Nelson A. Perry
by David Wiik
Nelson Allen Perry, a native of Louisville, Kentucky, and longtime resident of Mobile, Alabama, died Saturday, 29 January 2005. He was 67.
Before moving to Mobile, Perry was an assistant professor at Indiana University in Indianapolis. He helped establish the broad-scope medical radioactive materials license and radiation safety program at Indiana University Medical Center and later developed a similar program at the University of South Alabama (USA), where he was the radiation safety officer from 1976 until his retirement in 2000.
At USA, he was also an associate professor, teaching radiation physics and radiation biology at the College of Allied Health's Department of Radiologic Sciences. Perry was a longtime member of the Health Physics Society (HPS) and an active member of the Alabama Chapter. He served on the HPS History Committee from 1980 to 1983, Continuing and General Education Committee from 1985 to 1991, and Long Range Planning Committee from 1991 to 1994. He was instrumental in organizing the 31st Midyear Meeting—"Good Practices in Health Physics"—in 1998 in Mobile, Alabama, and was an HPS delegate to the March 1980 International Radiological Protection Association Congress in Jerusalem.

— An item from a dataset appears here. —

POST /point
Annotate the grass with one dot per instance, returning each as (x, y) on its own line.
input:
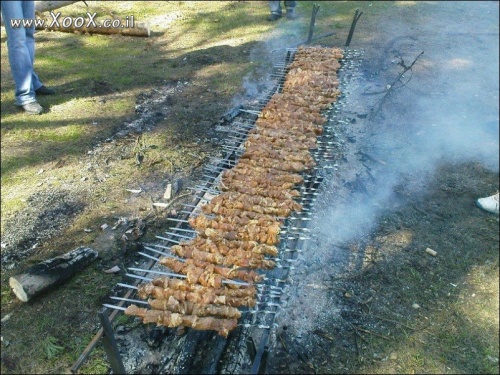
(98, 78)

From 1977 to 1981, he served as the secretary, president-elect, and president of the Alabama Chapter of the HPS, as well as serving as the chairman of the Executive Board in 1981 and 1982.
He was a graduate of Southern High School in Louisville, Campbellsville College in Campbellsville, Kentucky, the University of Louisville in Louisville, and the University of Oklahoma in Norman.

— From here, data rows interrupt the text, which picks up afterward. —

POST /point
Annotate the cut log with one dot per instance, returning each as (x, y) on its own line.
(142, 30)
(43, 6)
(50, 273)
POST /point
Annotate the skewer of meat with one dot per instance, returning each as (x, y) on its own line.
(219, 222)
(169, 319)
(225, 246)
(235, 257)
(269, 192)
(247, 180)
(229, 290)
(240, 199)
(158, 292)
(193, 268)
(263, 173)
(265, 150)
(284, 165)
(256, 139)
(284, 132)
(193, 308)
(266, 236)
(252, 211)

Nelson was a member of Cottage Hill Baptist Church. He was an antique gun collector and enjoyed model trains and automobiles. The Kentucky lieutenant governor appointed him a Kentucky Colonel in 1963. You might remember him by the bolo ties he almost always wore.
Survivors include his wife of 48 years, Sarita Cornn Perry of Mobile; two daughters, Melody Doyle of Mobile and Kim Horne of Pelham, Alabama; one granddaughter; and a great-grandson.
Memorials may be made to the American Heart Association or the American Cancer Society.